Krishna Rajarathnam, Krishna Mohan Sepuru, Prem Raj B. Joseph, Kirti V. Sawant, Aaron J. Brown

Research output: Contribution to journalReview article

11 Scopus citations

Abstract

Circulating neutrophils, rapidly recruited in response to microbial infection, form the first line in host defense. Humans express ~50 chemokines, of which a subset of seven chemokines, characterized by the conserved “Glu-Leu-Arg” motif, mediate neutrophil recruitment. Neutrophil-activating chemokines (NACs) share similar structures, exist as monomers and dimers, activate the CXCR2 receptor on neutrophils, and interact with tissue glycosaminoglycans (GAGs). Considering cellular assays have shown that NACs have similar CXCR2 activity, the question has been and remains, why do humans express so many NACs?

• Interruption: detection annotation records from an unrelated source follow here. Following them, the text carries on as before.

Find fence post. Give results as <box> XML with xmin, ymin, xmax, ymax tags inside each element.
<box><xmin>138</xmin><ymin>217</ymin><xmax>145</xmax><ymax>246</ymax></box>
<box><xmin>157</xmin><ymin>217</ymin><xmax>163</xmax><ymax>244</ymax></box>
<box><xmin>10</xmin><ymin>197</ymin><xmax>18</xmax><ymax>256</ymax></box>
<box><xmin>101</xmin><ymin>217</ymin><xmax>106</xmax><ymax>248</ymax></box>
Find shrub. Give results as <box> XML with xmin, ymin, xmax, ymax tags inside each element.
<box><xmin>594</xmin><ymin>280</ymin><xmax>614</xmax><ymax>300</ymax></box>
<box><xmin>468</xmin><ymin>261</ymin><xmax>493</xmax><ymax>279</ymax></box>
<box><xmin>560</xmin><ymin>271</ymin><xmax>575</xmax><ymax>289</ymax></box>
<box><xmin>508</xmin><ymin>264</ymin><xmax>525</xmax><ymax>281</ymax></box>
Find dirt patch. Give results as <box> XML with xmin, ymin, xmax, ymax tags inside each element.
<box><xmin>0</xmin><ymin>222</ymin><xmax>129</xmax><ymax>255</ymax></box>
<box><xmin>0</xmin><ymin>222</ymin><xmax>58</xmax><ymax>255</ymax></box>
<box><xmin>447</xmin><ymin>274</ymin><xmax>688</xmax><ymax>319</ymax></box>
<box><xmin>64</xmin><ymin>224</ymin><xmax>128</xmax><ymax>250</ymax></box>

In this review, we make the case that NACs are not redundant and that distinct GAG interactions determine chemokine-specific in vivo functions. Structural studies have shown that the GAG-binding interactions of NACs are distinctly different, and that conserved and specific residues in the context of structure determine geometries that could not have been predicted from sequences alone. Animal studies indicate recruitment profiles of monomers and dimers are distinctly different, monomer–dimer equilibrium regulates recruitment, and that recruitment profiles vary between chemokines and between tissues, providing evidence that GAG interactions orchestrate neutrophil recruitment. We propose in vivo GAG interactions impact several chemokine properties including gradients and lifetime, and that these interactions fine-tune and define the functional response of each chemokine that can vary between different cell and tissue types for successful resolution of inflammation.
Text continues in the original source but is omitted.